The column of water in a xylem element is continuous from the roots to the leaves, because it is held together by hydrogen bonds between the water molecules. So low water potentials can draw water upward though the xylem elements in against the osmotic potential of the living root cells and the pull of gravity. Transpiration creates a continuous gradient of water potential from leaf surfaces in contact with atmosphere to the surfaces of root hairs in contact with the soil water. This explanation of the mechanism of water movement from roots to leaves is known as the cohesion- tension theory.
Gas exchange between the atmosphere and the interior of the leaf occurs through small openings at the leaf surfaces, called stomates (Figure 2.12). (Many botanists prefer the term stomata, singular stoma, from the Latin for “mouth.”) The stomates are the points of entry for CO2 and the exits for water escaping to the atmosphere by transpiration.

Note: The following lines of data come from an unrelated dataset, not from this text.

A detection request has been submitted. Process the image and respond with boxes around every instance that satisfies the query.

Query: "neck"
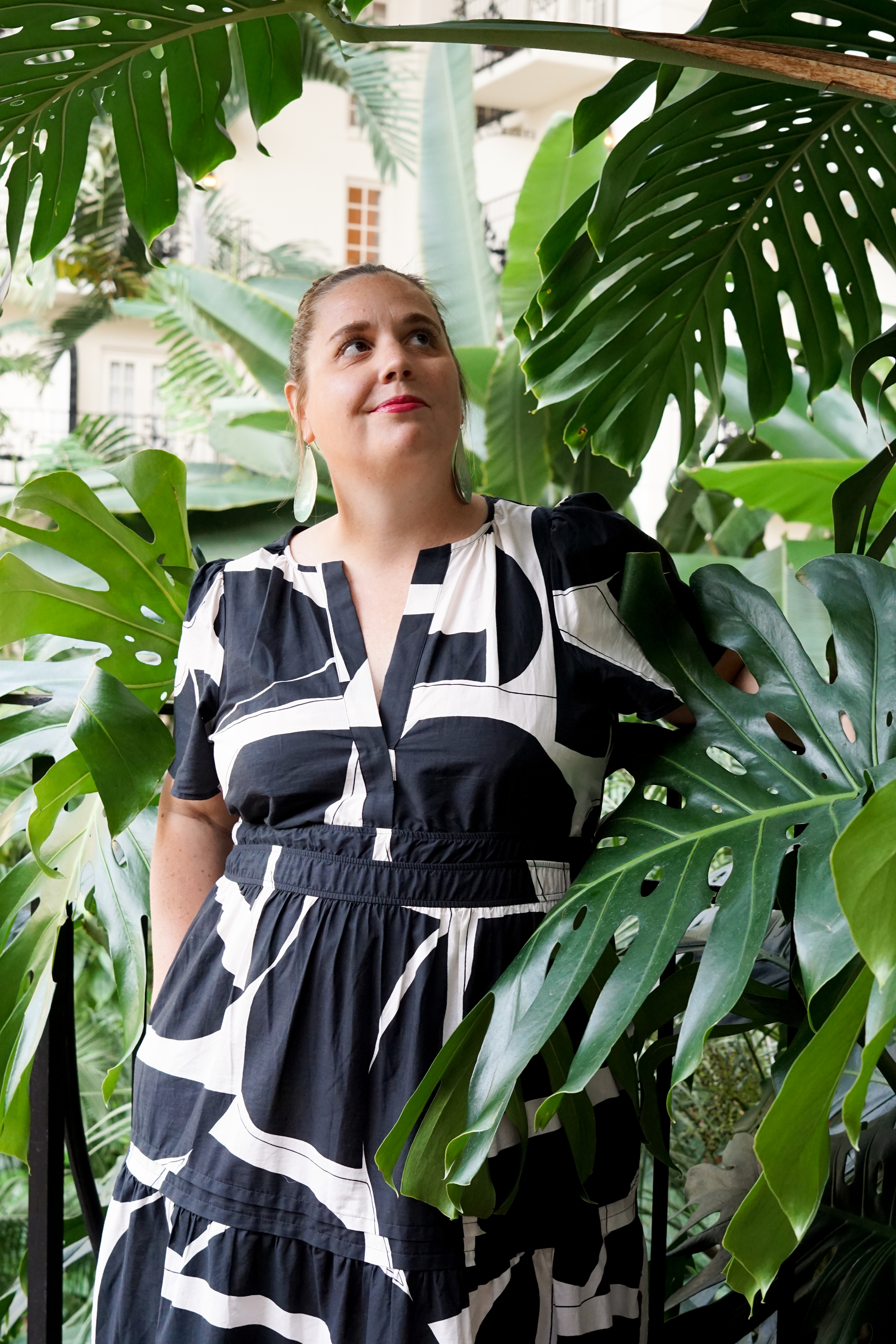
[328,472,488,562]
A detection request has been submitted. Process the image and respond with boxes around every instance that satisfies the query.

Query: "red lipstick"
[372,396,426,415]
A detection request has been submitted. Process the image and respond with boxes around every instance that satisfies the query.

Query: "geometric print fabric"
[94,496,715,1344]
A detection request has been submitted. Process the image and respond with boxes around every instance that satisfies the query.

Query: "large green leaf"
[70,667,175,836]
[0,449,195,710]
[501,112,609,332]
[721,345,877,458]
[381,554,896,1214]
[693,457,896,527]
[524,0,896,478]
[419,46,498,345]
[830,780,896,989]
[485,340,550,504]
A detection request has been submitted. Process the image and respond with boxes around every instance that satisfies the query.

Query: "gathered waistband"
[226,824,578,907]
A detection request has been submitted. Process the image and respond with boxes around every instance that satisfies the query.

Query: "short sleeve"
[551,495,724,720]
[171,561,227,801]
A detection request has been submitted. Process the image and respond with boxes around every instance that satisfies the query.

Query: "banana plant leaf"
[0,793,152,1161]
[419,46,498,345]
[721,345,885,458]
[693,457,896,528]
[0,449,195,711]
[378,555,896,1226]
[501,112,607,332]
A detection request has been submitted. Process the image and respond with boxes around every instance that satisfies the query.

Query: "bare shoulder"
[289,515,340,564]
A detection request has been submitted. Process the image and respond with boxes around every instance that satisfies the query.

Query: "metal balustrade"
[19,736,795,1344]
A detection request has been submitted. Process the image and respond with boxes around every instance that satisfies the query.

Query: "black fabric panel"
[494,546,543,685]
[417,630,486,684]
[395,718,574,848]
[321,561,367,682]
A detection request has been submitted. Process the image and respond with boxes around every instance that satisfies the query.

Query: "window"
[345,187,380,266]
[109,359,134,419]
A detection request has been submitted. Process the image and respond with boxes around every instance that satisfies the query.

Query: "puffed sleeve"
[551,495,724,720]
[171,561,227,801]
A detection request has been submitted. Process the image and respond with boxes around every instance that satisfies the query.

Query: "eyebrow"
[329,313,442,343]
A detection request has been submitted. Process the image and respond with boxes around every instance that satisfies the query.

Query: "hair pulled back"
[289,262,467,417]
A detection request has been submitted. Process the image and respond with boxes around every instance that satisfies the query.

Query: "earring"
[293,438,317,523]
[451,434,473,504]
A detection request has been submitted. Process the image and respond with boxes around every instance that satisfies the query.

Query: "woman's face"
[286,274,464,491]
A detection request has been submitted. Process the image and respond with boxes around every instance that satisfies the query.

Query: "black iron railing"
[24,742,793,1344]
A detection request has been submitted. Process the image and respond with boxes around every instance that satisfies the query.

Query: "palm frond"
[146,270,246,421]
[297,15,419,180]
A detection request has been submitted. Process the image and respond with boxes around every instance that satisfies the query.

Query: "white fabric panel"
[430,1255,523,1344]
[125,1143,189,1190]
[210,1097,379,1235]
[161,1269,333,1344]
[173,574,224,696]
[371,910,450,1069]
[216,659,336,732]
[373,827,392,863]
[90,1193,161,1344]
[208,695,348,794]
[403,583,442,615]
[553,579,673,691]
[324,742,367,827]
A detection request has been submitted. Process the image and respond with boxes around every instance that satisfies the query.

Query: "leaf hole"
[766,711,806,755]
[50,13,102,28]
[707,844,735,891]
[707,747,747,774]
[840,710,856,742]
[803,210,821,247]
[641,867,662,896]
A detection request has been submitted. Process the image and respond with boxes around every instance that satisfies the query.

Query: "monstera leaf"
[517,0,896,468]
[378,555,896,1231]
[0,0,893,270]
[0,449,195,710]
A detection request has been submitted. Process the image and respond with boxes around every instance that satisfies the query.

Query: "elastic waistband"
[226,828,570,907]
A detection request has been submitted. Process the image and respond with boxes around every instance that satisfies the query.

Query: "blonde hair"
[287,262,467,418]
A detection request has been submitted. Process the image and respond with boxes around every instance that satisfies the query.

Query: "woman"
[94,266,740,1344]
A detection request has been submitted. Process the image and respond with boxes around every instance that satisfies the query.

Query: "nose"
[380,337,414,383]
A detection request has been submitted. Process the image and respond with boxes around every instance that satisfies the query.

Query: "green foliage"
[517,0,896,468]
[0,0,414,270]
[419,46,498,345]
[383,555,896,1231]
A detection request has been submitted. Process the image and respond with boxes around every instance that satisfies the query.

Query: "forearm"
[149,777,232,1001]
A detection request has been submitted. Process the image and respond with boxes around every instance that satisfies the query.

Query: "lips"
[373,396,426,415]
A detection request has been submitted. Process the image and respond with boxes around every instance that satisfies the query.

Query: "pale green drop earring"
[451,434,473,504]
[293,438,317,523]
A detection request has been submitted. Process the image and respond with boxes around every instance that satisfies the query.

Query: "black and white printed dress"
[94,495,697,1344]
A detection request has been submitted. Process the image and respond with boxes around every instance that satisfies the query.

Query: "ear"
[284,383,314,443]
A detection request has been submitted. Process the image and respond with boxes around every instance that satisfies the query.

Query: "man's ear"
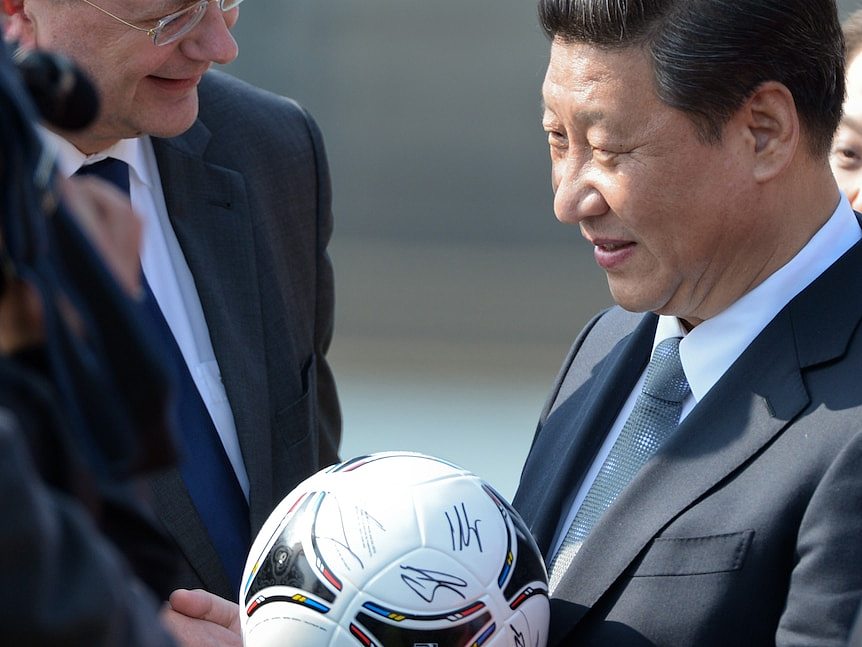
[738,81,800,182]
[3,0,36,49]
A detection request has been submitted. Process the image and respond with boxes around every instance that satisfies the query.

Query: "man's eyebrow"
[539,98,605,125]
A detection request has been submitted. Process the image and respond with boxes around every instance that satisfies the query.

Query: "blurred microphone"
[15,50,99,130]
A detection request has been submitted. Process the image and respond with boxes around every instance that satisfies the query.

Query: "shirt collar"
[40,127,153,188]
[653,194,862,401]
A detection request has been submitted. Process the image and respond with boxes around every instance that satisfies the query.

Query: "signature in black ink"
[312,495,376,570]
[401,565,467,604]
[512,627,527,647]
[445,503,482,553]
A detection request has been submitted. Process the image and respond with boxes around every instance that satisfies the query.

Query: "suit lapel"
[554,233,862,636]
[148,122,272,572]
[517,315,657,558]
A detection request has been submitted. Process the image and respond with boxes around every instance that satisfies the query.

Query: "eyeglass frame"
[77,0,242,47]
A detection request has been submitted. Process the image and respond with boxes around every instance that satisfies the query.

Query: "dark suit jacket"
[514,224,862,647]
[847,606,862,647]
[147,72,341,600]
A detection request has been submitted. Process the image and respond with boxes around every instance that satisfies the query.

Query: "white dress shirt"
[551,194,862,556]
[48,130,249,499]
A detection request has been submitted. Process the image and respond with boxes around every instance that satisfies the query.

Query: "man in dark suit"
[514,0,862,647]
[5,0,340,640]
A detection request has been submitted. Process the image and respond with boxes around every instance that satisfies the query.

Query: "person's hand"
[161,589,242,647]
[61,176,143,297]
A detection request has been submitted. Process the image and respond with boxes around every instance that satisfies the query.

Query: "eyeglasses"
[83,0,242,46]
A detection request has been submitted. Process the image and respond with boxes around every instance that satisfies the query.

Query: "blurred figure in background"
[4,0,340,628]
[829,10,862,211]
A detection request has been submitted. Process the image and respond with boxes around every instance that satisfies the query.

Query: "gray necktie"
[548,337,689,593]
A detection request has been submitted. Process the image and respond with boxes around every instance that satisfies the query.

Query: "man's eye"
[832,146,862,166]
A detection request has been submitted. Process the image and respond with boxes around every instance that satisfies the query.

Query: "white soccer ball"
[240,452,550,647]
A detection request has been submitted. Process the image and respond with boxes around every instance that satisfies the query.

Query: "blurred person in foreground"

Many mangroves maintain high concentrations of organic solutes—various amino acids and small sugar molecules—in their roots and leaves to increase their osmotic potential. In addition, salt glands in the leaves secrete salt by active transport to the exterior leaf surface. Many mangrove species also exclude salts from their roots by active transport. Because many of these adaptations parallel those of plants from environments with scarce water, the mangrove habitat can be thought of as an osmotic desert, even though plant roots are frequently immersed in water.
Osmoconformers: (i.e. Marine invertebrates) isotonic they conform to their environment
Osmoregulators: (i.e. Ray-finned fish) regulate their inside content
Animals & Nitrogen: Most carnivores, whether they eat crustaceans, fish, insects, or mammals, consume excess nitrogen. This nitrogen is part of the proteins and nucleic acids in their diet, and it must be eliminated from the body when these compounds are metabolized. Most aquatic animals produce a simple metabolic by-product of nitrogen metabolism: ammonia (NH3). Although ammonia is mildly poisonous to tissues, aquatic animals eliminate it rapidly in copious dilute urine, or directly across the body surface, before it reaches a dangerous concentration within the body.